Chez un Maurice Ravel ou chez un Stravinski, le lied n'est qu'un épisode plutôt secondaire dans l'ensemble d'une production dominée par l'orchestre ou par le piano. La veine populaire qui est un des aspects possibles du genre apparaît toutefois chez l'un comme chez l'autre, soit qu'il vienne du pays natal (chez Stravinski), ou qu'il soit emprunté (comme dans les Chansons grecques de Ravel).
Poulenc
On trouve davantage de lieder caractérisés et de la meilleure encre chez Albert Roussel. Mais, dans le milieu du xxe siècle, le compositeur qui s'est le mieux replacé dans la grande tradition du lied, telle que l'avaient établie les compositeurs allemands ou autrichiens du xixe siècle, c'est Francis Poulenc.
À propos des nombreux lieder qu'il a composés sur des poèmes de Guillaume Apollinaire, Poulenc a écrit : « Chose capitale, j'ai entendu le son de sa voix. Je pense que c'est là un point essentiel pour un musicien qui ne veut pas trahir un poète. » Ainsi, c'est en deçà de la naissance du texte que le musicien place le choc initial qui le détermine. Le verbe créateur du poète, matérialisé dans le timbre de sa voix, engendre, hors du temps, dans une sorte de simultanéité mystérieuse, le poème des mots et le poème des sons. C'est un peu le même processus créateur que chez Schumann : achever une œuvre demeurée en partie virtuelle en l'attente du musicien qui complètera le couple créateur. Le tour d'esprit de Poulenc l'amena à beaucoup écrire sur des textes d'Apollinaire dont le style saupoudré d'ironie laisse toujours un sourire en coin errer derrière le voile de sa mélancolie nonchalante. Jean Cocteau, Louise de Vilmorin et surtout Paul Eluard ont été également de ses plus heureux inspirateurs. Poulenc a en Angleterre une sorte d'homologue en la personne de Benjamin Britten, qui a souvent travaillé sur des textes étrangers à la langue anglaise (Les Illuminations de Rimbaud, les Sonnets de Michel-Ange, etc.).
Un aussi bref tour d'horizon a laissé forcément dans l'ombre beaucoup de musiciens de tout premier plan, dont les uns ont une création toute personnelle comme le Suisse Otmar Schoeck, dont les autres ont travaillé en liaison avec leur folklore natal, comme Manuel de Falla ou Joaquín Nín en Espagne, Béla Bartók ou Zoltán Kodály en Hongrie, Edvard Grieg en Norvège, Cesar Cui, Alexandre Borodine ou Modeste Moussorgski en Russie, Darius Milhaud en France avec ses poèmes juifs.
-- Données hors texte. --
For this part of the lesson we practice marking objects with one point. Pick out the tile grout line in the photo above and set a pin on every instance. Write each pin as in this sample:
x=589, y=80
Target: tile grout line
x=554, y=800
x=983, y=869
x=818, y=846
Il faudrait aussi parler de l'école de Vienne, des lieder d'Alban Berg sur des textes de Peter Altenberg, des Jardins suspendus d'Arnold Schönberg, des condensés de musique pour voix et piano d'Anton Webern. Il faudrait, au fond, citer les noms de tous les compositeurs de quelque renom, car il n'y en a pas qui ne se soient plus ou moins essayés dans ce genre difficile. Le lied est un domaine immense.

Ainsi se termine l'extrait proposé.